Either way, this is the time of year when I think about my summer plans, the start of the fourth quarter, the wrap-up of the school year. Last summer, my husband and I were supposed to go to Hawaii to celebrate our 30th wedding anniversary, but on May 4, I tripped playing with my dog in our living room and broke my ankle. No luau for us, as I spent the summer in a non-weight bearing boot. This summer, we were hoping to at least get to Los Angeles to visit our younger daughter, who lives and works there as a writer. But, with the uncertainty surrounding the pandemic, a summer vacation seems very uncertain as of now. Luckily, she is staying well and working from home, and we are thankful for the ability to FaceTime with her.
I can’t say that I am miserable in self-isolation. I’m with two of the three people I love the most in the whole world, my husband and our older daughter. We enjoy each other’s company, and we get along fairly well for three adults feeling the stress of the situation. We have a 16-pound troublemaker of a dog who keeps us laughing and pushes us outside to walk around the block for some exercise.
I love to cook and bake and being home-bound (but not chair-bound) has given me more time to do so. When I’m not teaching online via Zoom or preparing lessons and grading materials on Google Classroom, I am enjoying yarn crafts like knitting and crocheting while watching Netflix or Amazon Prime with my family.
I’m also enjoying more time for reading. I’m on my 6th book since my school campus closed, with a last-minute trip to my local MCPL branch the day before it closed. I have a nice stack still to go and my Kindle is loaded with possibilities if I run out.
The COVID-19 pandemic has been terrifying and watching the news for too long at any given time is very stressful. I’ve tried really hard to look for the positives, the silver linings, from this experience, the best of which is that my family of four is healthy and well cared for. Slowing down and staying home was a huge adjustment, but this time will eventually end. The curve will flatten, and the virus will run its course. Life, with all its stresses and busyness, will return to normal. Until then, we will get through this one day at a time, praying for those affected and those on the front lines of the battle, always looking for our own individual silver linings.
We are a family of four, but as a family in isolation during COVID-19, we are but three. Our younger daughter lives and works (currently from her home) in Los Angeles while our older daughter lives here in Maryland with us. She works from home most days so this social distancing has not been much of a change for her.
As three adults living together under one roof during this pandemic, we are getting along very well. For work purposes, we have established three separate and distinct work areas: Daughter #1 gets the small bedroom upstairs that she was already using as an office, hubby gets the den and the dog, and I get our home office, which is a small bedroom downstairs. The kitchen, dining room, and living room, all upstairs, are common areas where we congregate, while still keeping some space between us. We meet for lunch and afternoon coffee, but otherwise, we try to stay out of each other’s way. I am the outlier, the only one over 60, so we are being cautious because of the CDC guidelines for age, but I am not immuno-compromised and have no underlying health issues that are set forth for caution. Still, it’s best to be cautious given the devastating effects of this virus on some.

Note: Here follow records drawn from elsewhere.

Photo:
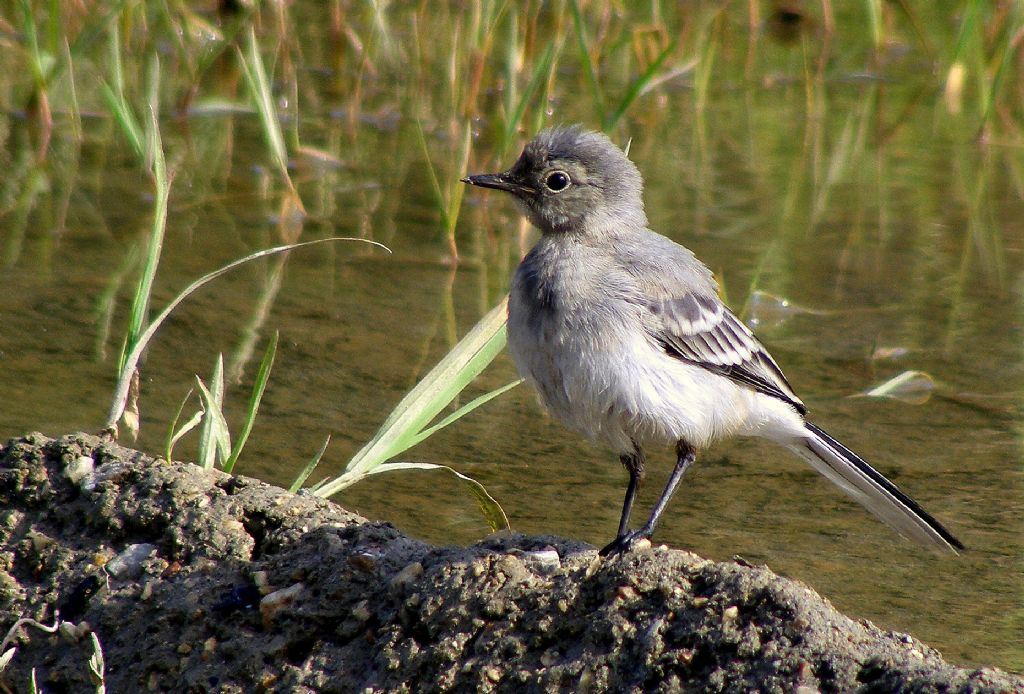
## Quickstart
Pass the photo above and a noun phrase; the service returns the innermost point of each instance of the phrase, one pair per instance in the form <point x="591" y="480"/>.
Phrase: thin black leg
<point x="625" y="540"/>
<point x="634" y="464"/>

I’m a full-time teacher and a part-time freelance writer, and my school is closed (as of now) through April 24, 2020. I’ve already spent two full weeks teaching online, via Google Classroom for the first week and a half, adding Zoom classes this past week. The Zoom classes I had on Thursday and Friday restored a sense of normalcy to this whole crazy situation. It was so wonderful seeing the faces of my students, 7th grade on Thursday and 8th grade on Friday. There was only a handful who didn’t log on to their scheduled Zoom class, basically the same percentage that could be absent any given school day. In essence, those two thirty-minute classes were the best I’ve felt since my school closed on March 12, 2020.
The rest of the time, up to and including this very moment, I have been at sixes and sevens. You may not be familiar with that saying, an old English idiom, but it means being in a state of confusion or disarray. During this self-isolation and school closure, I can certainly identify with this saying.

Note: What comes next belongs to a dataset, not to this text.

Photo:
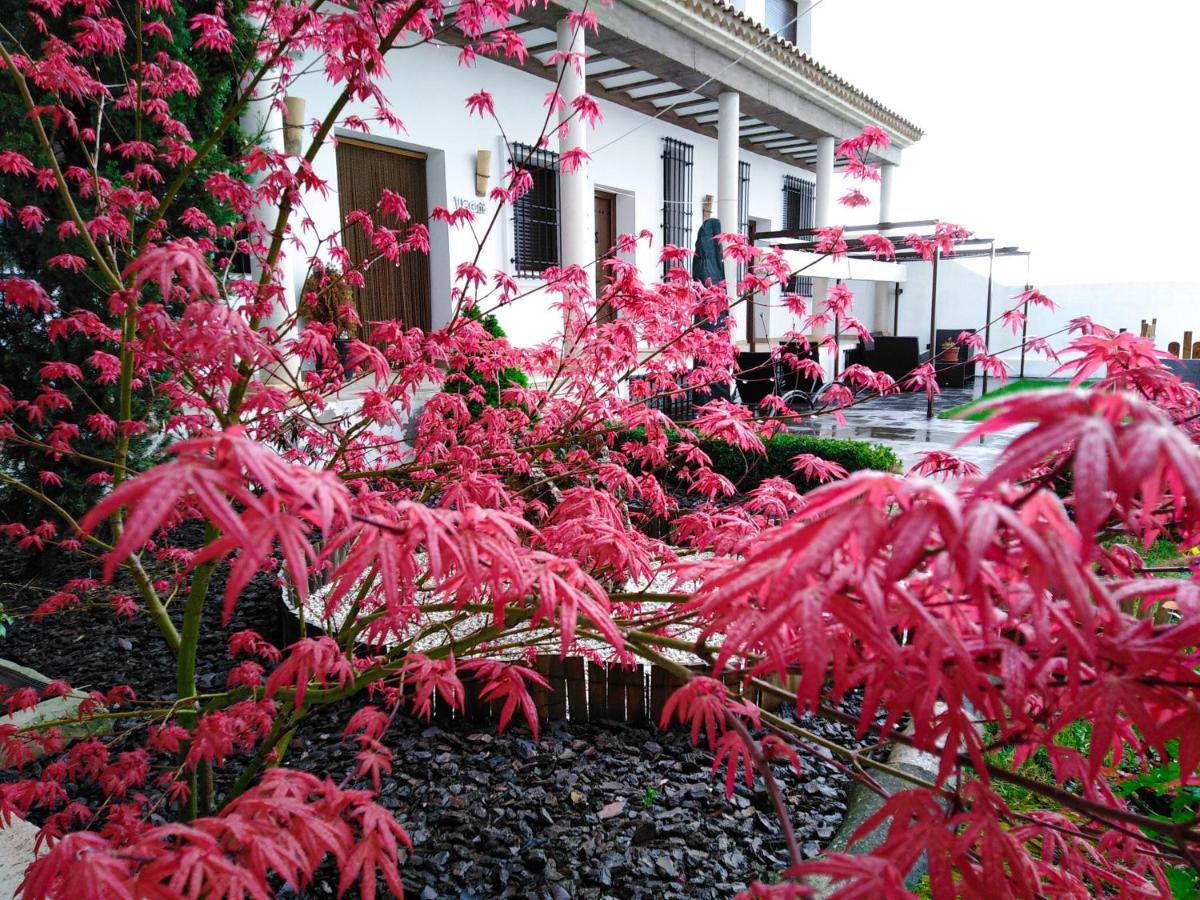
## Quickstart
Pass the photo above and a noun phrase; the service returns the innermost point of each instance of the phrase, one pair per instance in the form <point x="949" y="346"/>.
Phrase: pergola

Its origin is not completely known, but it is thought to have originated in the 14th century, perhaps in a dice game, and early use in literature was by Chaucer in 1374, and later by Shakespeare in 1595 in his play Richard II, “But time will not permit: all is uneven, And everything is left at six and seven”.
Gilbert & Sullivan used it in their 1878 comic opera H.M.S. Pinafore in the opening song of Act II, “Fair moon, to thee I sing, bright regent of the heavens, say, why is everything either at sixes or at sevens?”
In 1911, O. Henry published a collection of 25 short stories, for which he was a master, called Sixes and Sevens. He was certainly qualified to use it, being someone who was convicted on very sketchy evidence of embezzlement of a paltry $900 from the bank where he worked before becoming a writer. He was certainly at sixes and sevens for the three years he served in the Ohio Penitentiary. He had fourteen short stories published while imprisoned, under various pen names, but the pen name (and its origin which he refused to acknowledge) that stuck was O. H(io)(P)en(itentia)ry.
In the late 70s, Andrew Lloyd Weber had Eva Perón use “at sixes and sevens” in the famous “Don’t Cry for Me Argentina” to describe her relationship with Juan Perón.
It is an understatement that I am a creature of ritual and routine. The circumstances surrounding COVID-19 have stripped me of much of my ritual and routine, the very things that bring order to my daily life. With schools closed, but distance learning still going on, I feel completely at sixes and sevens. I’m at home 24-7, but I’m not on summer break, Christmas break, or Easter break. This week, week three of school closure, I am going to try to sort myself out by getting up at my regular weekday time, and following all my regular routines as though I was heading out the door at 7:15, my normal time.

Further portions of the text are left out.